Groq est une entreprise américaine de semi-conducteurs et d’infrastructure informatique spécialisée dans l’inférence, c’est-à-dire l’exécution de modèles d’intelligence artificielle déjà entraînés. Son positionnement repose sur une architecture matérielle dédiée et sur les logiciels qui l’exploitent. Alors que les GPU occupent une place centrale dans l’IA, Groq cherche à répondre plus spécifiquement aux contraintes de rapidité et de prévisibilité des applications interactives.
Une origine dans la conception de puces pour l’IA
Fondée en 2016, notamment par Jonathan Ross, Groq s’inscrit dans le mouvement de spécialisation des processeurs pour l’apprentissage automatique. Ross avait auparavant participé chez Google au développement du TPU, un circuit conçu pour accélérer les calculs liés à l’IA. Cette expérience nourrit une approche dans laquelle le matériel et le compilateur sont pensés ensemble, plutôt que comme deux couches indépendantes.

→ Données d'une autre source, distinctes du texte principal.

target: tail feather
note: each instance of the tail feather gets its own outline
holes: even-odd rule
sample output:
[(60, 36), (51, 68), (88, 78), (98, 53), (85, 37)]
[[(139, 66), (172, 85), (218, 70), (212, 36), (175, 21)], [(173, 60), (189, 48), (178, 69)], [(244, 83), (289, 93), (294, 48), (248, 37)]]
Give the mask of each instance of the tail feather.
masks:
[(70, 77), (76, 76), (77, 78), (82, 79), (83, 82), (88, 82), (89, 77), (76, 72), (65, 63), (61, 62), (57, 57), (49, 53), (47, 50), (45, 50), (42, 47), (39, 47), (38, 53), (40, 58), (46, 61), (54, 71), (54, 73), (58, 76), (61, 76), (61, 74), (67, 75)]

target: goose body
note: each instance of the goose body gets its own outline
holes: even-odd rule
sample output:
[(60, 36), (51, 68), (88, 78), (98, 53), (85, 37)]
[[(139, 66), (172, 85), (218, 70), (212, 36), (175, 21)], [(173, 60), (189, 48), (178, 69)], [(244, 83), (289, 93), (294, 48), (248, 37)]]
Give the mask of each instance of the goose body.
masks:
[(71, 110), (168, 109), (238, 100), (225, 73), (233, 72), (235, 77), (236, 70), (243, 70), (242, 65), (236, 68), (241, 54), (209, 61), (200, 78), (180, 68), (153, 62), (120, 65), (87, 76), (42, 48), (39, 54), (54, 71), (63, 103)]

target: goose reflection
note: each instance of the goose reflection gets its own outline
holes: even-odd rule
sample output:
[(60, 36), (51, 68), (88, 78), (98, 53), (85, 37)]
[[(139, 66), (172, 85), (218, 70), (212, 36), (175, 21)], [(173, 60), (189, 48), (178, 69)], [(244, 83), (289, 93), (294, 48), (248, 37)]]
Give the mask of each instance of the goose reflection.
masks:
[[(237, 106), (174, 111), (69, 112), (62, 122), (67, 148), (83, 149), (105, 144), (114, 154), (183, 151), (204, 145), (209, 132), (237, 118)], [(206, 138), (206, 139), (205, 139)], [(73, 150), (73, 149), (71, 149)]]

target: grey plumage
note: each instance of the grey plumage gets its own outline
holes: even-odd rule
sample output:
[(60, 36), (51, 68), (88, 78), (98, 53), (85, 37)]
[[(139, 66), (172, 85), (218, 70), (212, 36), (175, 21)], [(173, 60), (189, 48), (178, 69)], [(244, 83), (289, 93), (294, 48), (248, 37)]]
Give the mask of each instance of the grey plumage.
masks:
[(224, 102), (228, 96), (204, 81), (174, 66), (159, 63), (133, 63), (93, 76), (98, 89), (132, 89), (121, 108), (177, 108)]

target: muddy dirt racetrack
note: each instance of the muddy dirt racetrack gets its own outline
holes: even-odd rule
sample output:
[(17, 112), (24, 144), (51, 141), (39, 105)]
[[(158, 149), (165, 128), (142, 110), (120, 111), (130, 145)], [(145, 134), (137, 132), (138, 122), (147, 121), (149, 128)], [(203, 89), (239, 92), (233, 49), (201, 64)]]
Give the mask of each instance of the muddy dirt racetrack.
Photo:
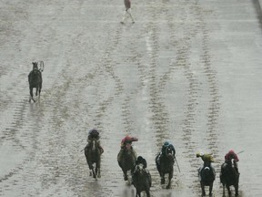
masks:
[[(152, 196), (200, 196), (196, 151), (219, 168), (239, 154), (240, 196), (260, 196), (261, 10), (247, 0), (0, 1), (0, 196), (134, 194), (116, 162), (126, 134), (145, 157)], [(43, 60), (40, 99), (28, 103), (32, 61)], [(101, 131), (102, 178), (88, 176), (87, 132)], [(155, 157), (176, 150), (170, 190)]]

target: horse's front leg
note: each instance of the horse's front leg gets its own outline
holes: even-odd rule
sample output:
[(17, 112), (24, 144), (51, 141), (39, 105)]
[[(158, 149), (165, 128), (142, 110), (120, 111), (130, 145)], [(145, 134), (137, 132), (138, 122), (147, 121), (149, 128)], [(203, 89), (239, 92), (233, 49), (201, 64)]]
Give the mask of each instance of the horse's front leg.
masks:
[(31, 99), (34, 100), (34, 102), (35, 102), (35, 100), (33, 98), (33, 88), (30, 87), (30, 98), (29, 98), (29, 102), (31, 101)]
[(160, 177), (161, 177), (161, 184), (165, 184), (165, 173), (161, 172)]
[(226, 185), (227, 192), (228, 192), (228, 195), (231, 196), (231, 191), (230, 191), (230, 187), (229, 185)]
[(36, 87), (36, 88), (35, 88), (36, 90), (35, 90), (35, 96), (37, 96), (38, 95), (38, 87)]
[(213, 191), (213, 182), (209, 185), (209, 196), (212, 196), (212, 191)]
[(96, 163), (96, 175), (97, 175), (97, 178), (101, 178), (101, 174), (100, 174), (100, 161)]
[(127, 171), (123, 171), (123, 173), (124, 173), (124, 180), (127, 181), (128, 180)]
[(238, 196), (238, 184), (235, 185), (235, 196)]
[(206, 196), (205, 185), (202, 181), (200, 181), (200, 184), (201, 184), (202, 196)]
[(168, 184), (166, 185), (166, 189), (170, 189), (172, 178), (173, 178), (173, 171), (168, 174)]
[(225, 184), (223, 183), (223, 197), (226, 196), (226, 192), (225, 192)]

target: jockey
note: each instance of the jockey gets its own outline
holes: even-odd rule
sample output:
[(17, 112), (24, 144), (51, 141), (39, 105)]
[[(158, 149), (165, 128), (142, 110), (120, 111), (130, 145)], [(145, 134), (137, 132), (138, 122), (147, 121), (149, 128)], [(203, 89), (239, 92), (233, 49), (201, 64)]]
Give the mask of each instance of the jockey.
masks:
[(86, 146), (86, 149), (89, 149), (91, 146), (91, 141), (93, 140), (96, 140), (97, 141), (98, 144), (98, 148), (100, 149), (101, 154), (104, 152), (104, 149), (101, 147), (100, 145), (100, 136), (99, 136), (99, 132), (96, 130), (91, 130), (88, 132), (88, 137), (87, 137), (87, 145)]
[(166, 141), (163, 144), (162, 150), (161, 150), (161, 154), (166, 156), (166, 150), (167, 150), (168, 148), (172, 150), (172, 154), (175, 157), (176, 150), (175, 150), (173, 144), (169, 143), (168, 141)]
[(198, 170), (199, 179), (201, 179), (200, 171), (206, 167), (210, 167), (212, 169), (214, 180), (215, 180), (216, 171), (215, 171), (215, 168), (211, 165), (211, 162), (214, 162), (213, 156), (211, 154), (207, 154), (207, 153), (204, 154), (203, 152), (196, 153), (196, 158), (199, 158), (199, 157), (201, 157), (202, 161), (204, 161), (204, 165), (202, 167), (200, 167)]
[(135, 161), (136, 160), (136, 152), (135, 151), (135, 150), (132, 147), (132, 142), (133, 141), (137, 141), (137, 140), (138, 140), (137, 138), (130, 137), (130, 136), (126, 136), (121, 140), (121, 146), (120, 146), (121, 150), (120, 150), (118, 157), (117, 157), (118, 163), (122, 160), (122, 156), (123, 156), (123, 153), (124, 153), (125, 150), (130, 150), (132, 155), (133, 155), (133, 157), (134, 157), (134, 160)]
[(146, 161), (141, 156), (138, 156), (137, 160), (136, 161), (136, 165), (139, 165), (139, 164), (142, 164), (144, 169), (147, 167)]
[[(146, 169), (146, 167), (147, 167), (146, 161), (146, 159), (144, 159), (142, 156), (138, 156), (138, 157), (137, 157), (137, 160), (136, 161), (136, 166), (135, 166), (135, 170), (134, 170), (134, 172), (133, 172), (133, 175), (132, 175), (132, 182), (134, 183), (134, 181), (135, 181), (135, 179), (136, 179), (136, 171), (137, 171), (137, 170), (136, 170), (136, 166), (138, 166), (138, 165), (140, 165), (140, 164), (143, 165), (143, 168), (145, 169), (145, 171), (146, 171), (146, 176), (147, 176), (147, 178), (148, 178), (148, 180), (149, 180), (149, 187), (151, 187), (151, 182), (152, 182), (152, 181), (151, 181), (151, 175), (150, 175), (148, 170)], [(137, 178), (136, 178), (136, 179), (137, 179)]]
[(237, 173), (238, 172), (238, 166), (237, 166), (237, 162), (239, 161), (239, 159), (237, 157), (237, 155), (235, 153), (235, 151), (233, 150), (230, 150), (226, 155), (225, 155), (225, 162), (228, 163), (231, 162), (231, 160), (234, 160), (234, 167), (237, 171)]
[(121, 140), (121, 149), (125, 148), (127, 143), (132, 144), (133, 141), (137, 141), (138, 139), (135, 137), (126, 136)]
[(159, 152), (159, 154), (156, 156), (156, 162), (159, 165), (160, 165), (160, 158), (162, 156), (166, 156), (166, 151), (168, 149), (171, 150), (174, 158), (176, 157), (175, 156), (176, 155), (176, 150), (175, 150), (173, 144), (169, 143), (168, 141), (165, 141), (165, 143), (162, 146), (161, 152)]
[(41, 71), (38, 69), (38, 66), (37, 66), (37, 62), (32, 62), (33, 64), (33, 70), (29, 73), (28, 75), (28, 82), (30, 83), (30, 78), (31, 78), (31, 75), (33, 74), (33, 72), (37, 72), (40, 74), (40, 78), (42, 80), (42, 73)]

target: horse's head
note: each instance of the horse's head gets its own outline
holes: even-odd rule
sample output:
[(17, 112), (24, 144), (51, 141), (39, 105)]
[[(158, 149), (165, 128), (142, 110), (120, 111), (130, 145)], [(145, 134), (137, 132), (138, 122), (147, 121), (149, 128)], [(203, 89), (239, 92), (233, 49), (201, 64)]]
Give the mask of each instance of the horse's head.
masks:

L’entreprise a progressivement fait évoluer son discours commercial vers l’inférence des grands modèles de langage, portée par l’essor de l’IA générative. Elle désigne aujourd’hui ses processeurs sous le nom de LPU, pour « Language Processing Unit ». Groq ne doit pas être confondu avec Grok, l’assistant développé par xAI : il s’agit de deux entreprises et de deux offres distinctes.
Des puces au service d’inférence
L’architecture de Groq privilégie une exécution planifiée par le compilateur, avec des échanges de données organisés à l’avance. Elle s’appuie notamment sur de la mémoire SRAM intégrée aux puces. L’objectif est de limiter les aléas d’exécution et les attentes liées aux mouvements de données, afin de produire les réponses des modèles avec une latence maîtrisée. Cette approche implique toutefois des contraintes de capacité mémoire et de répartition des modèles entre plusieurs processeurs.
Avec GroqCloud, l’entreprise rend cette infrastructure accessible aux développeurs par des interfaces de programmation. Ceux-ci peuvent utiliser des modèles disponibles sur la plateforme sans acquérir directement le matériel. Le catalogue a notamment accueilli des modèles des familles Llama et Mixtral. Groq développe également des systèmes destinés au déploiement de son architecture dans des centres de données.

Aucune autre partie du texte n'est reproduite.